Recent phylogenetic analysis resulted in the following tree.

=== Etymology ===
The genus name Ixerba is an anagram of Brexia, a treelet from Madagascar and the coast of East Africa, to which it bears a superficial likeness. The species epithet brexioides means "like Brexia".

== Distribution ==
Tawari is a species endemic to the North Island of New Zealand, roughly north of a line crossing Taupō. It is said to be widespread from about Kaitaia south to Waitomo, and Te Urewera, including the Tutamoe Ranges, the Waitākere Ranges, Waipoua Forest, Te Moehau on the Coromandel Peninsula, higher elevations on the Barrier Islands and elsewhere around the Bay of Plenty. Tawari can tolerate altitudes ranging from 500–1200 m but is mostly found in submontane and montane forest.

== Ecology ==
Tawari can often be found together with the New Zealand kauri Agathis australis in the understory of the lowland rain forest. It is common in cloud forest up to 700 m too. The species has a preference for shaded or sheltered locations, often in permanently damp soil and near streams. It is locally abundant but mostly individuals are far between. It is common in regenerating forests along with tawheowheo Quintinia serrata.

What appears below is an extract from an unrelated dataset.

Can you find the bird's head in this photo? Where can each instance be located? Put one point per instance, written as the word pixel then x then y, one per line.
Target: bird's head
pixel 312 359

Tawari has a mass flowering strategy, attracting a range of visitors with the abundant nectar it produces. Each flower produces on average 18 μl of nectar with an average concentration of 20% brix. Pollination is mainly by birds, however in modified forest where birds a few in number, flower visitation is most frequently by large flies and moths, followed by honey bees, bumblebees, native bees, wasps and beetles. Floral morphology, such as its wide spreading anthers, suggest adaptation to pollination by birds. Seeds capsules develop between January and April each year, and dehisce to reveal up to ten glossy, purple-black seeds that are partly covered by an orange fleshy aril. Seeds are primarily dispersed by birds, with reports including kererū, pōpokotea, hihi, and kākā.

== Use ==
Tawari is a rich source of nectar, which is often so abundant that bees produce monofloral honey, that is the honey is chiefly made of nectar from tawari flowers. Tawari honey is regularly for sale from food shops in New Zealand. The nectar contains a lot of fructose and much water. The honey may be thin as a consequence, but nonetheless crystallizes quickly. The honey has a light colour and tastes a bit like butterscotch. It contains relatively few pollen, and if at least 20% of the pollen is tawari, it can be marketed as tawari honey. Bark can produce a black dye that is known to be used on flax. Māori people traditionally used the flowers to make necklaces and other adornments to be worn at festivities.

== Cultivation ==
Tawari is known to be very difficult to grow in gardens. It needs a sheltered location, humus-rich soil and good drainage, but the soil should never dry out. The species probably depends on a mycorrhiza, and if planted next to Kapuka Griselinia littoralis, tawari does much better.